L'oscurità vera e propria cominciava a infilarsi nella penombra dei boschi. Il sentiero davanti a loro si fece indistinto, un debole varco fra gli alberi, che a sinistra portava alla città di lei, a destra a quella di lui. Lì, nel mezzo, c'erano soltanto il vento, il buio, la solitudine. La notte s'appressava rapidamente. La notte e l'inverno e la guerra, il tempo della morte. — Ho paura dell'Inverno — ella disse, molto piano.

— L'abbiamo tutti — egli rispose. — Come sarà?… Noi abbiamo conosciuto soltanto la luce del sole.

Non c'era mai stato nessuno, tra la gente di Rolery, che avesse spezzato l'impavida, indifferente solitudine della sua mente; sia per il fatto di non avere coetanei, sia per scelta deliberata, ella era sempre stata sola, se ne era sempre andata per la sua strada, e poco le era importato di qualsiasi persona. Ma ora che il mondo era diventato grigio e nulla recava con sé una promessa al di là della morte, ora che per la prima volta provava paura, Rolery l'aveva incontrato, aveva incontrato la figura scura, accanto alla torre di rocce che dominava il mare, e aveva udito una voce che le aveva parlato nel sangue.

— Perché non mi guardi mai negli occhi? — egli le chiese.

— Ti guarderò — ella disse, — se vuoi che lo faccia. — Ma non lo guardò, sebbene sapesse che il suo sguardo strano e ombroso era su di lei. Infine gli tese la mano ed egli la prese.

— Hai gli occhi dorati — egli disse. — Lo voglio… lo voglio… Ma se sapessero che siamo stati insieme, anche adesso…

— I tuoi?

— I tuoi. Ai miei, la cosa non importa.

— E i miei non devono venirlo a sapere. — Entrambi parlavano soltanto a bisbigli, ma in tono pressante, senza pause.

— Rolery, io parto per il nord tra due giorni.

— Lo so.

— Quando ritornerò…

— Ma se tu non ritornassi! — la ragazza gridò, sotto la spinta del terrore che era entrato in lei con la fine dell'Autunno, la paura del freddo, della morte. Egli la tenne stretta contro di sé, dicendole piano che sarebbe certamente ritornato.
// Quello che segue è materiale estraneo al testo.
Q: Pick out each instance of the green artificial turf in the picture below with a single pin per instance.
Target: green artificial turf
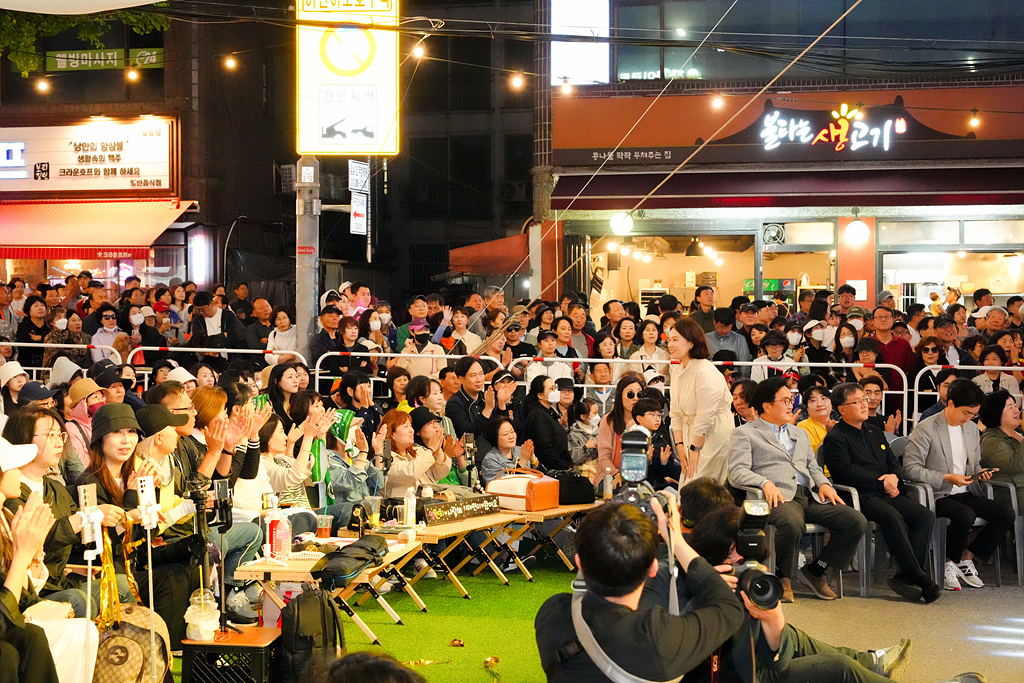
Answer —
(497, 621)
E mentre egli parlava, Rolery senti il battito del suo cuore e del proprio. — Voglio stare con te — ella disse, ed egli stava dicendo: — Voglio stare con te.

Era buio intorno a loro. Quando si alzarono, camminarono lentamente nell'oscurità che rendeva ogni cosa sempre più grigia. Ella lo accompagnò, si diressero alla città di lui. — Dove possiamo andare? — disse Agat, con una sorta di risata amara. — Questo non è come l'amore in Estate… C'è un capanno da caccia, qui sotto… Si accorgeranno della tua mancanza, a Tevar.

— No — ella sussurrò. — Nessuno la sentirà.